Jones croit en Dieu et en un traitement égal pour tous. “C’est ma spiritualité, si vous voulez l’appeler ainsi.”
Environ 1 adulte américain sur 6, y compris Jones et Dulak, est “rien en particulier”. Ils sont aussi nombreux que les athées et les agnostiques réunis (7 % chacun).
Beaucoup embrassent une gamme de croyances spirituelles – de Dieu, de la prière et du ciel au karma, à la réincarnation, à l’astrologie ou à l’énergie des cristaux.
“Ils ne sont certainement pas aussi réfractaires à la religion que les athées et les agnostiques”, explique Burge. “Beaucoup d’entre eux pratiquent leur propre forme de spiritualité.”
Dulak puise toujours son inspiration dans la nature et dans la fabrication de mandolines dans l’atelier situé à côté de sa maison.
“Cela procure une sensation de bien-être spirituel”, déclare Dulak. “Ce n’est pas une religion.”
Burge affirme que les non-religieux sont en hausse alors que la population chrétienne diminue, en particulier les protestants “de la ligne principale” ou modérés à libéraux.
Les statistiques montrent que les non-religieux sont bien représentés dans toutes les tranches d’âge, mais en particulier chez les jeunes adultes. Environ quatre sur dix des moins de 30 ans sont non-religieux – presque autant que ceux qui se disent chrétiens.
Cette tendance était évidente lors d’entretiens sur le campus de l’université du Missouri. Plusieurs étudiants ont déclaré ne pas s’identifier à une religion.
Mia Vogel explique qu’elle apprécie “les fondements de nombreuses religions – aimer tout le monde, accepter tout le monde”. Mais elle se considère comme plus spirituelle.
“Je suis assez intéressée par l’astrologie. J’ai mes cristaux en train de charger dans ma fenêtre en ce moment”, dit-elle. “Honnêtement, je parie que la moitié de cela est un placebo total. Mais j’aime simplement l’idée que les choses dans la vie peuvent s’expliquer par des forces supérieures.”
Un mouvement qui illustre l’éthique “spirituelle mais non religieuse” est le programme de sobriété des Douze Étapes, initié par les Alcooliques Anonymes et adopté par d’autres groupes de rétablissement. Les participants se tournent vers une “puissance supérieure à nous-mêmes” – le Dieu de la compréhension de chaque personne – mais ils ne partagent aucune croyance commune.
“Si l’on regarde les religions, elles ont été secouées par des scandales, quelle que soit la dénomination”, explique le révérend Jay Geisler, prêtre épiscopal et conseiller spirituel au Pittsburgh Recovery Center, un centre de traitement de l’addiction.
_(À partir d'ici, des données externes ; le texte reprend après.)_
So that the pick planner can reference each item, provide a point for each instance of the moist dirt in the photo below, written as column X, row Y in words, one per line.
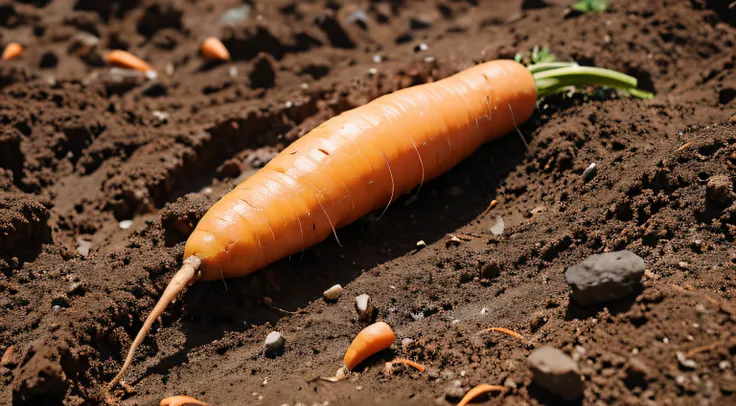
column 85, row 149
En revanche, “il y a en réalité un renouveau spirituel dans les sous-sols de nombreuses églises”, où les groupes de rétablissement se réunissent souvent, ajoute-t-il.
“Il n’y a personne qui se bat dans ces salles, personne ne dit : ‘Tu as tort à propos de Dieu'”, déclare Geisler. L’accent est mis sur “la manière dont votre vie est transformée”.
Les chercheurs s’inquiètent du fait que, à mesure que les gens s’éloignent des congrégations et d’autres groupes sociaux, ils perdent des sources de soutien communautaire.
Mais les non-religieux ont déclaré lors d’entretiens qu’ils étaient heureux de laisser la religion derrière eux, en particulier dans des situations toxiques, et de trouver une communauté ailleurs.
Marjorie Logman, 75 ans, d’Aurora, Illinois, trouve aujourd’hui sa communauté parmi les autres résidents de son immeuble multigénérationnel, et dans son engagement en faveur des résidents de maisons de retraite. Elle ne regrette pas les cercles évangéliques auxquels elle a longtemps participé.
“Plus je m’éloigne, plus je me sens libre”, déclare-t-elle.